Pride and Prejudice... and Triggers

https://voiceofthedba.com/2018/09/03/t-sql-tuesday-106-trigger-headaches-or-happiness/
This post is part of #tsql2sday event :)
I know, in the world of the database administrators and developers, the triggers are the ugly duck of the database development.

They are hard to track, hard to maintain, can have a weird transaction behavior if you are not careful and can lead to blocking your entire database if they are poorly programmed (yes, this is the prejudice).


But as anything, if treated well and programmed carefully they can be handy in a lot of special situations, but read again... I put SPECIAL SITUATIONS, let me tell you 2 histories I have with triggers, a good one and a bad one:


The Good


Some years ago, more than I want to admit, I was working on a local bank,  there was a requirement from the banking regulation authority, they ask each bank to report any currency exchange operation in near real-time (a maximum of 30 minutes to report an operation, I cannot remember exactly, but around these times) and the implementation time was some kind of short.
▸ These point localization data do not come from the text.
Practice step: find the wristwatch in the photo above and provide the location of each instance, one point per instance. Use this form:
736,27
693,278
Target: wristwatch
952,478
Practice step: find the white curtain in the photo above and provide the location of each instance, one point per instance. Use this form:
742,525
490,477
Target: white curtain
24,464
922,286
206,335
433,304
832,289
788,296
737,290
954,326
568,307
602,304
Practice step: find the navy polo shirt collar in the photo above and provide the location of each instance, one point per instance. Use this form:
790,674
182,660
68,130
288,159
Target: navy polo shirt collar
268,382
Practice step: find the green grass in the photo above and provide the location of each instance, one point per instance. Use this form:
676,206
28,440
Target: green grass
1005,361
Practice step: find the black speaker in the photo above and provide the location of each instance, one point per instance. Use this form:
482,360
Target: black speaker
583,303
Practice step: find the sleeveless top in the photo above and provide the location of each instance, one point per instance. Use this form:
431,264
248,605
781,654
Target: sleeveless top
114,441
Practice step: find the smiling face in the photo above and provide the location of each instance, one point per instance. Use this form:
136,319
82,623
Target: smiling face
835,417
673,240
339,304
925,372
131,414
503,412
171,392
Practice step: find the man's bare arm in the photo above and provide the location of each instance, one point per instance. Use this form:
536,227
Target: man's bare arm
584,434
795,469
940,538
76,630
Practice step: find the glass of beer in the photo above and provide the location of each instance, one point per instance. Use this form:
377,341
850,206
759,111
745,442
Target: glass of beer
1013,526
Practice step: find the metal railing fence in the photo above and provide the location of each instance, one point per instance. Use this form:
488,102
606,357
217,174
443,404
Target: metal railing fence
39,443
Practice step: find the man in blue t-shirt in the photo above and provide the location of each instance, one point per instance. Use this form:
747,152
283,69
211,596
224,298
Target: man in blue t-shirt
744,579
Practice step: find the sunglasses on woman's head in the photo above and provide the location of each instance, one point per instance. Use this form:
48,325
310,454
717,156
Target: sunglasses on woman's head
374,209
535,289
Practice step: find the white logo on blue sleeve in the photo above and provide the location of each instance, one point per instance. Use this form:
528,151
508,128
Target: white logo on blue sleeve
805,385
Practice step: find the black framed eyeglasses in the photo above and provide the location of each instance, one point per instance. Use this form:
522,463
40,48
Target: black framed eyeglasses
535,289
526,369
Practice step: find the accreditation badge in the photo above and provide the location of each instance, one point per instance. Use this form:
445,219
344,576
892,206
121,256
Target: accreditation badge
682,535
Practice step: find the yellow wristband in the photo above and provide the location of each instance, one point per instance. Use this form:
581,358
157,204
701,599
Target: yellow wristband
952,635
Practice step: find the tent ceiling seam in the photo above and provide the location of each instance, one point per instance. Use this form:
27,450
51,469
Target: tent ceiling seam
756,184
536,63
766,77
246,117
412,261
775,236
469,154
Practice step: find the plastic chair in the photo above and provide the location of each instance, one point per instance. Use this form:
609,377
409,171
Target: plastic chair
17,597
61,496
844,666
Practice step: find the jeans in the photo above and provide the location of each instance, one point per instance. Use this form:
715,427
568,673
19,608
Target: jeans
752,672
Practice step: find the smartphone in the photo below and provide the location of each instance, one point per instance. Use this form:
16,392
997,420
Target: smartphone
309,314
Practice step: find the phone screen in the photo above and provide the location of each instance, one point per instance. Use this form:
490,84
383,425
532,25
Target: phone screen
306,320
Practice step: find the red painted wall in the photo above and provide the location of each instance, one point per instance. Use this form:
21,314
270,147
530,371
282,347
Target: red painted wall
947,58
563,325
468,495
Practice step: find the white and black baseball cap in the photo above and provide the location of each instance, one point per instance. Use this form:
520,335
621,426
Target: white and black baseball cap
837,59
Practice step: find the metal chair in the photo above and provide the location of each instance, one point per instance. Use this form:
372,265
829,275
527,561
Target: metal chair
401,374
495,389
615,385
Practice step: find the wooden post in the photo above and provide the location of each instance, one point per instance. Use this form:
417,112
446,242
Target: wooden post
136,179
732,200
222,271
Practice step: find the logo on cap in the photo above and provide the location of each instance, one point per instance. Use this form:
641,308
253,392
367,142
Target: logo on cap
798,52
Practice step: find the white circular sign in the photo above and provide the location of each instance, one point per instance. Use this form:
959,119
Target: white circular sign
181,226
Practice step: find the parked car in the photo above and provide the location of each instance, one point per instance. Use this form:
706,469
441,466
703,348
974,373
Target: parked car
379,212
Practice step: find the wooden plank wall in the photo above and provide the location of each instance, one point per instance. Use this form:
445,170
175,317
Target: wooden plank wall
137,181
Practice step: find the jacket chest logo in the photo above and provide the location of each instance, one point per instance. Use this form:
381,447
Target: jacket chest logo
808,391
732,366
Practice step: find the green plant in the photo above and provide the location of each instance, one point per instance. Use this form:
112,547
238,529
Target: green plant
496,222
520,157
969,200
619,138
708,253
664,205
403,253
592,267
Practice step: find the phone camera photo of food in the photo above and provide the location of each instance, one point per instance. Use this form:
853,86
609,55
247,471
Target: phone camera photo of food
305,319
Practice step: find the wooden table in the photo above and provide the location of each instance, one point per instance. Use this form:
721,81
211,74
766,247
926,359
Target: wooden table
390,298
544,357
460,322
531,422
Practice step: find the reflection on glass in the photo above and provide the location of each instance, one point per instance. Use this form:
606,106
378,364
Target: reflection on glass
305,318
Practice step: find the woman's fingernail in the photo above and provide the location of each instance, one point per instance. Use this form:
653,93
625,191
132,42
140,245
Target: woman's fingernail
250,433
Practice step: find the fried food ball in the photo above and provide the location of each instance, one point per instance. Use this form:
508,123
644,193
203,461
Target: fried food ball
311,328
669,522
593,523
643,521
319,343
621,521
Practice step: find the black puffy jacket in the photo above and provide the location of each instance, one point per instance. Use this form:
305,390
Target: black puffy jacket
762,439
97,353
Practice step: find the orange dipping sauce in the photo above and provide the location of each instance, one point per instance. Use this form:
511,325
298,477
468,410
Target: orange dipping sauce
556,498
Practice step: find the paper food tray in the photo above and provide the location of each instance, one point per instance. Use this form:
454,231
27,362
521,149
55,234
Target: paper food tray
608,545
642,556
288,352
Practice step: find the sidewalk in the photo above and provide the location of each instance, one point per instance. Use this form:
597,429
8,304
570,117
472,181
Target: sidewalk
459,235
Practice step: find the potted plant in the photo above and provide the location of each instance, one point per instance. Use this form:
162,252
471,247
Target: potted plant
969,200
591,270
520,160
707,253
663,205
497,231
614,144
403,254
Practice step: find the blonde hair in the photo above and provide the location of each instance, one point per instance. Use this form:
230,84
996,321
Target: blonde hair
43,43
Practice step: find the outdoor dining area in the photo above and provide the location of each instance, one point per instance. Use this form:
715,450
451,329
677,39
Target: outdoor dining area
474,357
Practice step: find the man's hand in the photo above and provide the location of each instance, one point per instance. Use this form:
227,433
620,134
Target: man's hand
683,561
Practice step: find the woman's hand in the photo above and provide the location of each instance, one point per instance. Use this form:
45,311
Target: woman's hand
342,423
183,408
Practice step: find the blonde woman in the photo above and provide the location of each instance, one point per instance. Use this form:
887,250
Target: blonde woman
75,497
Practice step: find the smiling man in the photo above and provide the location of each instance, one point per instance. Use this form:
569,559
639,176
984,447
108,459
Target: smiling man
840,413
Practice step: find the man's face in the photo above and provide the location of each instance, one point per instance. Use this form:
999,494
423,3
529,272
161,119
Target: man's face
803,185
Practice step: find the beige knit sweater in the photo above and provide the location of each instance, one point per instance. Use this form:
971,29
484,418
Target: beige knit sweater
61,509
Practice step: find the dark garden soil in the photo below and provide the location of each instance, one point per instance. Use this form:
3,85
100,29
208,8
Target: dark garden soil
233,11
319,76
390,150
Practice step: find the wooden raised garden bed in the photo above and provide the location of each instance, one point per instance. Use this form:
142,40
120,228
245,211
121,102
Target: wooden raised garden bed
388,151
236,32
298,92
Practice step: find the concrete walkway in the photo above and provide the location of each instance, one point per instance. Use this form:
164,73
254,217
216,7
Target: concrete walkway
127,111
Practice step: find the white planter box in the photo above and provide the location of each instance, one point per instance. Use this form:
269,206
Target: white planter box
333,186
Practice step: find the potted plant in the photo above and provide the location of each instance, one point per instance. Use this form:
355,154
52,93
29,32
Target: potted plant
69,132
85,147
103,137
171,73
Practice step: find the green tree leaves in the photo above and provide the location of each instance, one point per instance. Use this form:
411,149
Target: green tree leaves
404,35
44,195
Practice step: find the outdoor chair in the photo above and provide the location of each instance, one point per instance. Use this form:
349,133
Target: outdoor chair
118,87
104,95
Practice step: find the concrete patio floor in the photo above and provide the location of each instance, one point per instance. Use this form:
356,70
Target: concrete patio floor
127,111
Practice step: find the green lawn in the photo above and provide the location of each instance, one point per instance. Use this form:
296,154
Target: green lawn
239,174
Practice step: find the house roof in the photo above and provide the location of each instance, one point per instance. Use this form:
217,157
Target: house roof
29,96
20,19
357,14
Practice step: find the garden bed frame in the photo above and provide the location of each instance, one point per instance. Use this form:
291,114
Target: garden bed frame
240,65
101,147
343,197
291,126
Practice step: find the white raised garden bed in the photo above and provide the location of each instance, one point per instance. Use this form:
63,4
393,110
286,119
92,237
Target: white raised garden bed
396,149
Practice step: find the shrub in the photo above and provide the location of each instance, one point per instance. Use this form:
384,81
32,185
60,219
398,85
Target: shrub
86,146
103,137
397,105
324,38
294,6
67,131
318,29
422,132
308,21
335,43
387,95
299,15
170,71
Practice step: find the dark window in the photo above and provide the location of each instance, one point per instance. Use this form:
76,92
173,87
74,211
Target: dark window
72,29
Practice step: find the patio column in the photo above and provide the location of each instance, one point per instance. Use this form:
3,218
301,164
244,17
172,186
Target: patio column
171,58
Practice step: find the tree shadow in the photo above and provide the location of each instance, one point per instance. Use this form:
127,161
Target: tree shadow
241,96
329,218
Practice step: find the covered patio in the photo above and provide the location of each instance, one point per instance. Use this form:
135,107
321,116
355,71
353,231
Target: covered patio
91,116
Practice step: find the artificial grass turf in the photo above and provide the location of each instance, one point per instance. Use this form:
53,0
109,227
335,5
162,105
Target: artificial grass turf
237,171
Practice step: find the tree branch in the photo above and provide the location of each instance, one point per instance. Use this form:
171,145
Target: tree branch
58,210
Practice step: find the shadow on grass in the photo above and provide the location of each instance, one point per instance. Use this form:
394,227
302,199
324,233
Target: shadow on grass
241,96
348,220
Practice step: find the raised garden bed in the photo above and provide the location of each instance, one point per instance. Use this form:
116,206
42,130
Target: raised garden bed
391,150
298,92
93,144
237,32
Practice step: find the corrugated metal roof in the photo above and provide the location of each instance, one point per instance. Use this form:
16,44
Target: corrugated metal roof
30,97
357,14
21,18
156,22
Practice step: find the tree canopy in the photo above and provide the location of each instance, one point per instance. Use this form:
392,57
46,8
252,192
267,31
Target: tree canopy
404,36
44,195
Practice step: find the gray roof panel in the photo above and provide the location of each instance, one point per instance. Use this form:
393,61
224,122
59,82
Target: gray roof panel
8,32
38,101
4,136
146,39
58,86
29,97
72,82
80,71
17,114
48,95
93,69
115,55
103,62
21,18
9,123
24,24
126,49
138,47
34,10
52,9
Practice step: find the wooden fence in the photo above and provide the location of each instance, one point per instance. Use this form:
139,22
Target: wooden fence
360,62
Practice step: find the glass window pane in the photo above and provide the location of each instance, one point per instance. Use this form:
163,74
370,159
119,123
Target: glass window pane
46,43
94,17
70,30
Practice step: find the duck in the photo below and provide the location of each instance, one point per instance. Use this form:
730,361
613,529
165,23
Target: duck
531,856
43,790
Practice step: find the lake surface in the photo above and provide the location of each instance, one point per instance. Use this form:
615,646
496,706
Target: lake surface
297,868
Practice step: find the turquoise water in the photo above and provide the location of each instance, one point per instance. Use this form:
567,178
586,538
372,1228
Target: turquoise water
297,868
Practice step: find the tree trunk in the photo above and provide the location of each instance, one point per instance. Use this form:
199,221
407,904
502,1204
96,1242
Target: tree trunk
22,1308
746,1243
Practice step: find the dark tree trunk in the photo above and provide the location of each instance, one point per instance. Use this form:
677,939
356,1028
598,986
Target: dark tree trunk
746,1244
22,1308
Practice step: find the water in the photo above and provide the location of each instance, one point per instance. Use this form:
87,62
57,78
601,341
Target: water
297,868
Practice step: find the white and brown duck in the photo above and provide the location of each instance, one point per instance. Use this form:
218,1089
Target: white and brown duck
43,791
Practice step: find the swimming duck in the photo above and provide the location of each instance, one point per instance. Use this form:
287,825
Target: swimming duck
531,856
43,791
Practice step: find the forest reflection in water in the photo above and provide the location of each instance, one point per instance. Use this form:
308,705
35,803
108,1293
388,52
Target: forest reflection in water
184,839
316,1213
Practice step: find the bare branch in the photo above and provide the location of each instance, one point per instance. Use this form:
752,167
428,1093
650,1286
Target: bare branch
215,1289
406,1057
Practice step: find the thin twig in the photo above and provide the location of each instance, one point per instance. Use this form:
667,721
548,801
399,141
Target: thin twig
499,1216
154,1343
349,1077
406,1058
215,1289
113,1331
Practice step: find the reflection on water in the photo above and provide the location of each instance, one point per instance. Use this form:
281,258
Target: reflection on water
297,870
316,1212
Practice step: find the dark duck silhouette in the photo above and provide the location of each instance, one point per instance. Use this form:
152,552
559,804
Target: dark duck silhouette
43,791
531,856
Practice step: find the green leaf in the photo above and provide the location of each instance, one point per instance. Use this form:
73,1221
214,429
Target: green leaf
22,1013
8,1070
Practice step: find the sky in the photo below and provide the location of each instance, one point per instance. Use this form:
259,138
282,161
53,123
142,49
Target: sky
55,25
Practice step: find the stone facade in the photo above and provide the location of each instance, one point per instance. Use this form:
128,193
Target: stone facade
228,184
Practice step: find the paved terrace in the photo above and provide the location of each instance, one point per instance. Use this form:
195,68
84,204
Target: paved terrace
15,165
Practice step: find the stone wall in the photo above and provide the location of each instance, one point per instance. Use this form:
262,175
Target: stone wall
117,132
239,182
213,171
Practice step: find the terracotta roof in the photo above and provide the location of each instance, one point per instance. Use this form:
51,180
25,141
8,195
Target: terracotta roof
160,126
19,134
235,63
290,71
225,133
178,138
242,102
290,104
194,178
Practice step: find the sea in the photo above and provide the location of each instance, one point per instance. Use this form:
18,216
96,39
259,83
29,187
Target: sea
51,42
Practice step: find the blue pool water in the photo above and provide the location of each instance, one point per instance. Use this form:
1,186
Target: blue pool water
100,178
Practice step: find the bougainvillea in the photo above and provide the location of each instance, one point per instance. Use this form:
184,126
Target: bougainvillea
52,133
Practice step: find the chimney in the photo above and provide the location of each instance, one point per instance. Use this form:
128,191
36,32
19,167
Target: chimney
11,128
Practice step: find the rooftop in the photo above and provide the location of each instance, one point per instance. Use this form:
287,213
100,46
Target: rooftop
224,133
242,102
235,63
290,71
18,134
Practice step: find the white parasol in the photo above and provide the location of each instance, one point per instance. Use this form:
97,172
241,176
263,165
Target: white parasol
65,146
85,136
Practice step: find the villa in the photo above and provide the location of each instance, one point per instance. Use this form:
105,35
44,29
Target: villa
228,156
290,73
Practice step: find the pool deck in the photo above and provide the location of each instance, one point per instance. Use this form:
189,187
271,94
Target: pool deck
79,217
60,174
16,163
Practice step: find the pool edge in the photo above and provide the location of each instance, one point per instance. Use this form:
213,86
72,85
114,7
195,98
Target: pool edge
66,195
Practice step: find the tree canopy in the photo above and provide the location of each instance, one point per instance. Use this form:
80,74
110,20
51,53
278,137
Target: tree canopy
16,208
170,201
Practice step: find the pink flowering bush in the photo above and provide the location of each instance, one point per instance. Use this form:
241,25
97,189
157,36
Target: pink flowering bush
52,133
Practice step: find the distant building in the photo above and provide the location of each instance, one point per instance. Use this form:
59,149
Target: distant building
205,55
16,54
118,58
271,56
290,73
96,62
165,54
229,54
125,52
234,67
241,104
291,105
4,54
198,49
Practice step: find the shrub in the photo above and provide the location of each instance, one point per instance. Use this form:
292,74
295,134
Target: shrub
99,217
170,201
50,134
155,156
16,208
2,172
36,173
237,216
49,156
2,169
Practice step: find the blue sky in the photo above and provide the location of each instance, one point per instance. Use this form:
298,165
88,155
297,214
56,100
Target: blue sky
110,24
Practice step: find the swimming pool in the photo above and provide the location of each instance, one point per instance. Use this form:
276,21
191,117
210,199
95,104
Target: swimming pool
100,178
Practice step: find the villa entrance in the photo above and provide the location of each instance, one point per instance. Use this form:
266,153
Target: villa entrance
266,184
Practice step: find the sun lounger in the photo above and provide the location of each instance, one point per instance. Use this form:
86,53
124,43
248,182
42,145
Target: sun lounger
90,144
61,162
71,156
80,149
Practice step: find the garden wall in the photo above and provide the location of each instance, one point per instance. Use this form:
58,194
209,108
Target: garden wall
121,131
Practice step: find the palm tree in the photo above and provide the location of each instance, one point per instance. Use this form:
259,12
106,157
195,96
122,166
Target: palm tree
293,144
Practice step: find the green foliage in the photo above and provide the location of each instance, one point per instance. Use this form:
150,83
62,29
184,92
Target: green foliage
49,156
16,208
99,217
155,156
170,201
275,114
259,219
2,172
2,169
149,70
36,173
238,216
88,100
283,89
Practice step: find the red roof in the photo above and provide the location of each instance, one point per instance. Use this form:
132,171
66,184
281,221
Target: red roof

From a database design, there was a lot of tables involved from different types of banking transactions, also, for changing all the source code for all transactions and test all of them to provide a good solution could take a long time to complete, so instead, we choose to use triggers.

Since everybody wants their money, and want it fast, my solution was to just insert the raw data via triggers from all involved tables to a single staging table without performing any validation, so additional overhead can be avoided to any transaction. Then a second process scheduled to run every 5 or 10 minutes collects all the data from the staging table and perform the required validations and formatting, then the transactions were processed and sent to the reporting interface asynchronously.

This process executed for years and was deployed in a fairly quick time without disrupting the existing program logic.


The Bad


Because not everything goes as expected, in another job, we have to migrate a SQL Server from an old version to a newer one, and we had enough time to optimize/change stored procedures and user code to use new features and run faster on the new server.
Everything went smoothly during development and user testing... until we go live... We did not include in the release some triggers that were on some tables on the original server, these triggers perform some extra validation for some special cases on business transactions, since we optimize some of the tables and processes, just deploying the scripts won't work.

That time I spent almost 4 or 5 days living in the office, first solving the issues for already existent transactions and then trying to implement the trigger logic on the stored procedures itself, luckily our team could implement the special cases without using triggers and we weren't fired after that :)



As with the Jane Austin novel... several love/hate histories can be written about triggers, and the only way you can determine if you love or hate them, is via personal experience, get rid of the prejudice and give them a try, maybe they can work for you!